米ネットワーク広告収入、今シーズンは安泰か


米著名アナリストが昨年暮れ、米国の総広告費が2007年から今年にかけ3年連続で落ち込むという、大恐慌以来最悪の予測を出したばかりだが、4大ネットワークの広告収入は、今シーズン(5月終了)に限り安泰とする見通しが出た。ニューヨーク・タイムズ紙の予測によると、新聞、雑誌、ラジオに加えローカルテレビ局の広告費がそろって減収が見込まれる中、地上波ネットワークテレビだけは年明け後も例年並みの広告収入を維持するという。

ネットワークは、視聴者によるテレビ離れに加え、DVR(デジタル・ビデオ・レコーダー)やインターネット上の番組視聴(オンライン・ビデオ)の普及で、放送時の番組視聴数が下降減少を示し、視聴率が前年比二桁台の落ち込みを見せているところもある。それに追い討ちをかけるように、経済の先行き懸念が一段と強まっており、広告主が番組スポンサーから撤退する傾向も高まっているのが現状だ。

それにもかかわらず、好況時なみのレベルを維持できる背景には、「全国隅々の生活者に到達できる媒体はネットワークテレビ以外にない」、という理由があるようだ。米広告会社大手「グループM」の投資部門責任者リノ・スキャンゾニ氏は、「リセッション下、広告主が求めているのは、最も効率のいい広告効果だ。いまのところネットワーク以外に効率のいい媒体が見当たらないというのが広告界の総意だろう」と、述べている。
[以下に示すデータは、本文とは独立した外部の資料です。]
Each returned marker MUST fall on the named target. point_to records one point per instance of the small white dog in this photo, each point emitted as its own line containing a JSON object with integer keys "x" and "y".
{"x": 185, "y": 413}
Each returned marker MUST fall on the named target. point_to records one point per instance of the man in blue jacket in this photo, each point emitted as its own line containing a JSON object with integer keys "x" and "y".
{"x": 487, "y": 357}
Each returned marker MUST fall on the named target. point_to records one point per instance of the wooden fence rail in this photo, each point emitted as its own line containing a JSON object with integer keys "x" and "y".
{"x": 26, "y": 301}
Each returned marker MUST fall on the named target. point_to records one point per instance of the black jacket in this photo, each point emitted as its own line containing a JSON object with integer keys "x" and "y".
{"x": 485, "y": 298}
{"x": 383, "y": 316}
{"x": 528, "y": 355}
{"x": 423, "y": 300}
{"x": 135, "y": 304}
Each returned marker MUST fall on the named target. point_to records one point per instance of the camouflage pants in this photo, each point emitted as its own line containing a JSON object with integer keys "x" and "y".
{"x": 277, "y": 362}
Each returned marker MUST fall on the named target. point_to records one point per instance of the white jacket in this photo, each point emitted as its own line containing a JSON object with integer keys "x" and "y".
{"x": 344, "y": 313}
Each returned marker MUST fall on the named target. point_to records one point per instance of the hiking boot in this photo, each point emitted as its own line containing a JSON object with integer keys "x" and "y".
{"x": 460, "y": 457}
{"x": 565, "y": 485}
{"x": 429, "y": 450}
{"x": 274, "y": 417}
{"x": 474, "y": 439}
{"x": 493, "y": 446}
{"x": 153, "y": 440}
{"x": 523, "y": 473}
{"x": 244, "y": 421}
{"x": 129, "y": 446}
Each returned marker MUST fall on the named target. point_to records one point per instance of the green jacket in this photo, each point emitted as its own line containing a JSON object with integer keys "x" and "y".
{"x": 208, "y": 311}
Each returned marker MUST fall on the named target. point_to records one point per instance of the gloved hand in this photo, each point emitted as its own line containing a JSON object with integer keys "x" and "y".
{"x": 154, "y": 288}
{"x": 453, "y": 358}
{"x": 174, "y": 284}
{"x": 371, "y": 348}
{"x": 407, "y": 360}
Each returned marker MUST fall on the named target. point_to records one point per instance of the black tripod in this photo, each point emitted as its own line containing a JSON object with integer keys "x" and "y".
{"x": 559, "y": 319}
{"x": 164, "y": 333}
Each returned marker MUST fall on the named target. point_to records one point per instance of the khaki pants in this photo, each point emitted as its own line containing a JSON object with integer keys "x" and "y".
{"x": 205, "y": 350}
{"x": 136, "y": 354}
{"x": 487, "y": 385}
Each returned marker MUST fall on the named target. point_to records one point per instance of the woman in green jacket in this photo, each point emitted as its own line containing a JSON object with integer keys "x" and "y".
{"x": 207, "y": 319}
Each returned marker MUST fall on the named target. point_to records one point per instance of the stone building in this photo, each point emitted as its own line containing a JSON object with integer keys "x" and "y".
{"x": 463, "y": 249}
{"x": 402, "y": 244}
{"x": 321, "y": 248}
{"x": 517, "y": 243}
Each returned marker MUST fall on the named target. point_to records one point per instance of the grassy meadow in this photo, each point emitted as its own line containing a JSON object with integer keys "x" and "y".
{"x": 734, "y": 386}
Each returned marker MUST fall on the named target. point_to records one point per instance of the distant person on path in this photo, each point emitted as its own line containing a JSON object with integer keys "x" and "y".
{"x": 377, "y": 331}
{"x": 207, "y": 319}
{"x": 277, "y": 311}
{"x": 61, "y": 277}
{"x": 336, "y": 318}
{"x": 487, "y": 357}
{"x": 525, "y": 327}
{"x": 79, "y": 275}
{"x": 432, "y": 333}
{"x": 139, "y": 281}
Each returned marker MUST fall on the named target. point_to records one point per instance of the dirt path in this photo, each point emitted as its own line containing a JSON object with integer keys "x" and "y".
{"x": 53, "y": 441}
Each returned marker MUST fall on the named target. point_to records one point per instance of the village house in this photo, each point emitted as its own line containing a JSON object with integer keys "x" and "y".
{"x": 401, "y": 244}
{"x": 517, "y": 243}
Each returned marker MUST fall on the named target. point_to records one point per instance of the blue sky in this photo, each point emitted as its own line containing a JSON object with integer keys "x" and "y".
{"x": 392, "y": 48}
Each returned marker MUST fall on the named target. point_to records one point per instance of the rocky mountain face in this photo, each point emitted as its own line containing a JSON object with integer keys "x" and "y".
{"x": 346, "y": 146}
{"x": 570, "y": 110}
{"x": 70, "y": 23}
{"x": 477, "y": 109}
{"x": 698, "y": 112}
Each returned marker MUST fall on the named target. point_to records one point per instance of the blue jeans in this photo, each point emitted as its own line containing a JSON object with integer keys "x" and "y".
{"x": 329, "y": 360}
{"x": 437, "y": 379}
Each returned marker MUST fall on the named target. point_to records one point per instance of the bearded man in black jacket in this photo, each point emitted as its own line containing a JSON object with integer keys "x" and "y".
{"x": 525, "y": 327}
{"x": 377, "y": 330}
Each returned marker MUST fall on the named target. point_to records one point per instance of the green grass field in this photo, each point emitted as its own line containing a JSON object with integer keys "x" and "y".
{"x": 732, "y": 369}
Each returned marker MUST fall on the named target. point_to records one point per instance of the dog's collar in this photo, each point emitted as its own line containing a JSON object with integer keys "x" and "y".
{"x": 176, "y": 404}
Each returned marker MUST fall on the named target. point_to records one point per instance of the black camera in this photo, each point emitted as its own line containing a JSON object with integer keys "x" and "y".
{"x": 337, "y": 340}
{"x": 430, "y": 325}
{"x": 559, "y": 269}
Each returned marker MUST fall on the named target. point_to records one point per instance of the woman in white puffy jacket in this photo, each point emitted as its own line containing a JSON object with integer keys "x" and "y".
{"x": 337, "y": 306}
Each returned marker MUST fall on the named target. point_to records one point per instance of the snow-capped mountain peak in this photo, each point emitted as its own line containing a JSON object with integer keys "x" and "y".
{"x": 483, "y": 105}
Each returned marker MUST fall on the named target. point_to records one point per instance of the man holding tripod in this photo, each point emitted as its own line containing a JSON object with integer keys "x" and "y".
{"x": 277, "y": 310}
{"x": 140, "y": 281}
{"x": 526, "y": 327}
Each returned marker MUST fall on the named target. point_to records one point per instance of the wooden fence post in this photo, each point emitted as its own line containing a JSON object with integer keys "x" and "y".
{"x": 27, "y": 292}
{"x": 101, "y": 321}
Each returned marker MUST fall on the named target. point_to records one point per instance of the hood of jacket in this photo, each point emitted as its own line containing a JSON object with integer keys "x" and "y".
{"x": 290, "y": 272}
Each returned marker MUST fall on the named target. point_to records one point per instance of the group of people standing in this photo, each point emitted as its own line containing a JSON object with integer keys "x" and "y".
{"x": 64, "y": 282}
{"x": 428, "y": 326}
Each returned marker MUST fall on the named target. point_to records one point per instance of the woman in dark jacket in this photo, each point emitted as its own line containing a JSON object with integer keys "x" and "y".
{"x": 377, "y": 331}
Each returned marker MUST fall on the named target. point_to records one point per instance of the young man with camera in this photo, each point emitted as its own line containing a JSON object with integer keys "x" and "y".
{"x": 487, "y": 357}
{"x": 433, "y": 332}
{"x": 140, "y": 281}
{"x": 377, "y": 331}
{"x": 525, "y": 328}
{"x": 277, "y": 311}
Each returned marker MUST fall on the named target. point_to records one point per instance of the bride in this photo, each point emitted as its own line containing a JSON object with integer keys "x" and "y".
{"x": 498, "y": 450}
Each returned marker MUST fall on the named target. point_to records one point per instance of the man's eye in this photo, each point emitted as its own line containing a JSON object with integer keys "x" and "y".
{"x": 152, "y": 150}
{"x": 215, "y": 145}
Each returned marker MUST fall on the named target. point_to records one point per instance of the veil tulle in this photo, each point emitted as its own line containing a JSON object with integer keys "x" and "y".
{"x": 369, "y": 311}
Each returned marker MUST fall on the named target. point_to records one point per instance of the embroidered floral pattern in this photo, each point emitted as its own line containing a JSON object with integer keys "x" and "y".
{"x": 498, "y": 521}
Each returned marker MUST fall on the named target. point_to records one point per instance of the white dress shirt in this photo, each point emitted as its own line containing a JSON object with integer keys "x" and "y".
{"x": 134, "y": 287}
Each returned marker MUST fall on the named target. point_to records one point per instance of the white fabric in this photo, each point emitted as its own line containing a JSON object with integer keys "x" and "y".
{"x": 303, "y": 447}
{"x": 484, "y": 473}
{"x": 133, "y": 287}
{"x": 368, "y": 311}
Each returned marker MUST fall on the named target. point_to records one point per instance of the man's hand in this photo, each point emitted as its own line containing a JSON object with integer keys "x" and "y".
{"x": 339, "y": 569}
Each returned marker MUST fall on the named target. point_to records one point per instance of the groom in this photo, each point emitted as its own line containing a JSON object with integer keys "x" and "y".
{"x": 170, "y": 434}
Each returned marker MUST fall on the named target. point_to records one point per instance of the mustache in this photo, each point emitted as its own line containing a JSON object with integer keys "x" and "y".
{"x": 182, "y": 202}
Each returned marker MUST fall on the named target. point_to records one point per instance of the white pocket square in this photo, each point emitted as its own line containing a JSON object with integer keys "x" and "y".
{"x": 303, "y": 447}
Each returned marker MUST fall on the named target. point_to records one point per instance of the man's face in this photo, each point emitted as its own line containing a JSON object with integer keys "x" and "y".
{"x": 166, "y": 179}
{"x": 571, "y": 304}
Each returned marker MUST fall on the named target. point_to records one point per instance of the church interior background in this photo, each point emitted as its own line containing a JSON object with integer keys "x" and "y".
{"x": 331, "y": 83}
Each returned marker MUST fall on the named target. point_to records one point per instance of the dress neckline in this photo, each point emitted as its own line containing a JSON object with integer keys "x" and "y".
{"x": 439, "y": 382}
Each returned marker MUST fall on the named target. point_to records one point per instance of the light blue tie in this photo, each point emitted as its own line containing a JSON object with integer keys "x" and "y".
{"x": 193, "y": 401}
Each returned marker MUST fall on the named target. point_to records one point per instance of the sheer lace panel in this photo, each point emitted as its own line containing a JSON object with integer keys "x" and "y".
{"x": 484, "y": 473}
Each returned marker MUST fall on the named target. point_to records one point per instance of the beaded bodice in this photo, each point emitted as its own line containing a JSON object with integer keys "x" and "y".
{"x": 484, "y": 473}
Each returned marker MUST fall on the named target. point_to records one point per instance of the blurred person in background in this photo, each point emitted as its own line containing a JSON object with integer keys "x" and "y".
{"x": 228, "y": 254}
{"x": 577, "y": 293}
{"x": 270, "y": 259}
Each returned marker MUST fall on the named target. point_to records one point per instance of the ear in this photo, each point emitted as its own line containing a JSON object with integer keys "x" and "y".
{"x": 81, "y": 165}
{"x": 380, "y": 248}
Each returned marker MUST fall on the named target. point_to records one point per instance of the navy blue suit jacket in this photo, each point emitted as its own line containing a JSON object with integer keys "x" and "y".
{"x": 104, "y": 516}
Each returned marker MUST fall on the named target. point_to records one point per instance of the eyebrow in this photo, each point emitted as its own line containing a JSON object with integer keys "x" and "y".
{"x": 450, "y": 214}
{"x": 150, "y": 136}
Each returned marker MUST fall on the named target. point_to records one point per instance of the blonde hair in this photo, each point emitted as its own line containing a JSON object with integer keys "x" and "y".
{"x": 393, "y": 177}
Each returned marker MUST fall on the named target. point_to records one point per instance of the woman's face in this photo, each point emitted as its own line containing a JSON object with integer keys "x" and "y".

ただ、来シーズン以降、「ネットワークだけは例外」という状況が続くかどうかは不透明な情勢だ。来年9月から始まる新シーズンに向け新編成案内とプライムタイム枠内で放送される番組のCM予約販売が行われる「アップフロント」が5月に開かれるが、このアップフロントが、今後のネットワーク広告収入の行方を占う試金石となりそうだ。